The Australian Energy Market Commission (AEMC) has published a draft determination that would expand credit support options available to participants in the National Electricity Market (NEM). 

The draft rule would allow the Australian Energy Market Operator (AEMO) to accept cash and surety bonds as credit support from market participants, in addition to bank guarantees or letters of credit that are currently permitted.

AEMC Chair Anna Collyer said the Commission has made a more preferable draft rule that balances the benefits of increased flexibility while managing potential risks.

"Our draft determination provides greater flexibility for market participants to meet their financial security requirements, which will help reduce costs and barriers to entry, particularly for smaller retailers," Ms Collyer said.

"This expanded range of options also addresses growing concerns about access to traditional credit support options for some participants, while supporting reliable electricity supply and delivering benefits to consumers through enhanced retail competition."

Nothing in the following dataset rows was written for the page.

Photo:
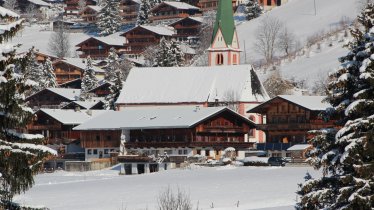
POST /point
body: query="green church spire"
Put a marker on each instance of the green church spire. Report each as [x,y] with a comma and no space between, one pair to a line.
[225,21]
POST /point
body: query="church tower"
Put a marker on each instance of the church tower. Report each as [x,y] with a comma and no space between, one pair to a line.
[224,47]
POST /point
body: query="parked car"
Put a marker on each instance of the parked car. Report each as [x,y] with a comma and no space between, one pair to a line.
[276,161]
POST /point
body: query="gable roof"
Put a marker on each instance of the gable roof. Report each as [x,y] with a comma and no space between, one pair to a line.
[177,5]
[154,118]
[192,84]
[72,117]
[160,30]
[79,63]
[313,103]
[224,21]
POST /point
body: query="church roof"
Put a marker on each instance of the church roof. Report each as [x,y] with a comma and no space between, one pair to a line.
[224,21]
[191,84]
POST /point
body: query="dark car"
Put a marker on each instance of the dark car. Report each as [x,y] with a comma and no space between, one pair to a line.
[276,161]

Under the current rules, net debtors in the market – typically retailers who purchase electricity and owe money to the market – must provide a bank guarantee or bank letter of credit as credit support. Securing these guarantees often involves lodging cash with the lender in addition to paying fees. 

The draft rule would allow participants to provide up to $5 million in cash as credit support each, use surety bonds from providers meeting acceptable credit criteria, and obtain credit support from a broader range of providers.

These new options would allow participants to provide credit support in the least-cost form for their individual circumstances. This would particularly benefit small and prospective retailers, who typically have higher financing costs and lower access to capital. The flexibility to use cash also means participants can provide credit support directly to AEMO without needing a lender.

The draft rule includes multiple layers of protection against risks if a company becomes insolvent after providing cash as credit support, and also allows AEMO to distribute any delayed credit support payments to other participants in a more timely manner.

The draft changes follow a rule change request submitted by Delta Electricity in October 2024, which considered that a number of institutions were no longer providing financing facilities to certain generators due to their evolving environmental, social and governance (ESG) policies. 

"While the energy transition is progressing, the AEMC recognises there is ongoing reliance on existing generation, particularly to ensure reliability through the transition period," Ms Collyer said.

"This draft rule would give all participants more options to meet their credit support obligations, whether they're established generation businesses, small retailers, or new entrants bringing innovative energy solutions to market."

Stakeholder submissions on the draft determination close on 15 May 2025.